それはこの円形ピラミッドの地底に地下室が広がっていることからもわかります。地下には地上に見えているよりも大きい階層が広がっている可能性があるとも言われていますが、詳細はハッキリしていません。
なぜ発掘が進んでいないのか。それはこの地域一体が紀元前200年~100年ごろ、近くにあるシトレ火山が大噴火を起こして大量の溶岩で埋まってしまったからなのです。発展した都市はその時に滅亡し、その後文明の中心地はテオティワカンに移っていったとされています。しかし、溶岩に埋もれてしまったおかげで一体は封印され、保存されたとも言えるのではないでしょうか。
都市全体が溶岩で埋まってしまったために、保存状態は良いものの発掘は困難で今現在でも多くの部分が未調査です。このクィクィルコ文明はテオティワカン文明が発展する前の重要な文化圏であり、メソアメリカ文明の起源を探る上で重要な遺跡とされています。未発見の部分には未知の遺跡や遺物が沢山埋まっている可能性があり、まだまだ多くの謎に包まれたとても興味深い遺跡です。

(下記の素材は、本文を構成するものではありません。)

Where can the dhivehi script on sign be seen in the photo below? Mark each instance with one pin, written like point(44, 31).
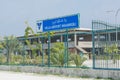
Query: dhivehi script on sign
point(66, 22)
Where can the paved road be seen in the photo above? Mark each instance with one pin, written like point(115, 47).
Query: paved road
point(4, 75)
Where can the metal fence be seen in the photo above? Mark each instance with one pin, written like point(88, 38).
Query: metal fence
point(106, 45)
point(44, 57)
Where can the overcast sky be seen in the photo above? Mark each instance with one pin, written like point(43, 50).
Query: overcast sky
point(13, 13)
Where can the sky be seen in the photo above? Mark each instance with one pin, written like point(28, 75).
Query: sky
point(14, 13)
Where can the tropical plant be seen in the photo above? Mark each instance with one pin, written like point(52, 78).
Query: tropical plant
point(10, 44)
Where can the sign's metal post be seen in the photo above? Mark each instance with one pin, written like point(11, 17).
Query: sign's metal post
point(67, 47)
point(93, 45)
point(23, 53)
point(42, 51)
point(49, 49)
point(56, 24)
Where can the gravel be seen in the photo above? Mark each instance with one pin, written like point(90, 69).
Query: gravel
point(6, 75)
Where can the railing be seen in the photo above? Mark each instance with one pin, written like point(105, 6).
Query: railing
point(45, 46)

一見わかりやすいオーパーツではありませんが、発掘するのに莫大な時間も資金も必要で、そこにあるのに解明が出来ない不思議な遺跡はオーパーツと言っても過言ではないかと思います。
もしかすると地下にはピラミッドのように階層が重なり広がっていて、地下都市みたいになっている可能性だってあるし、マヤ文明などで多用されているような黄金がふんだんに使われた遺物が残っているかもしれません。今後の発掘調査に期待したい遺跡ですね!